Hailing from Los Alamos, California is five-time World Champion Steer Wrestler Luke Branquinho. Although his career inside the arena has come to an end, he is one of the greatest to ever do it and he continues to be active in the sport through broadcasting, podcasting and more.
Branquinho’s start as a professional rodeo athlete is like that of an elite few, he is the 2000 Resistol Steer Wrestling and Overall Rookie of the Year. His first Gold Buckle came a few four years later.
“I never felt like I was ever better than anybody else. I always felt like I had to work to be better than everybody else. And it didn’t matter what I’d won that year or how much I’d won, what rodeos that I was winning at, I always knew that I had to go home and work to be better than the person behind me,” Branquinho said.
Coming off each World Championship, Branquinho said he started from scratch. It was not only a physical game but a mental game and one that made a huge impact on his success.

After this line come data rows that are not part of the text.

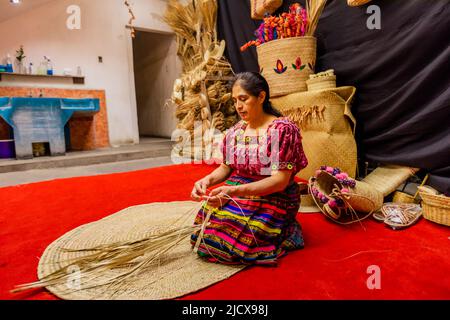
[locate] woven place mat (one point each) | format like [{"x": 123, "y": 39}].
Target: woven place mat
[{"x": 178, "y": 273}]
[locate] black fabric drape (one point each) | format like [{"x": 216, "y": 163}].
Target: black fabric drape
[{"x": 401, "y": 73}]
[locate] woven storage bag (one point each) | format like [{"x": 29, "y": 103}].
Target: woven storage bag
[
  {"x": 327, "y": 127},
  {"x": 287, "y": 64},
  {"x": 356, "y": 3},
  {"x": 436, "y": 208},
  {"x": 260, "y": 7}
]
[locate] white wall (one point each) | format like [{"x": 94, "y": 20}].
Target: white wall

“I think my rookie year I learned a lot. I was a student of the game and not just steer wrestling but watching other guys that I traveled with and people around me on how they acted before the run, after the run, during the run and during the rodeo,” he said.
It was those observations that allowed Branquinho to set apart amateur rodeo and professional while making mistakes that, looking back, cost him a trip to Las Vegas as a rookie bulldogger. He took the positives into the next season and he threw the negatives away as he went on.
“Those were things I learned from that year. Even though not making the Finals was a hard pill to swallow, I think those mistakes I made my rookie year helped me become a better, stronger competitor mentally and physically through the rest of my career,” he said.
Branquinho’s advice to rookies is to maintain confidence. For him, mistakes and all, his confidence helped him join the exclusive history books that are the Resistol Rookies.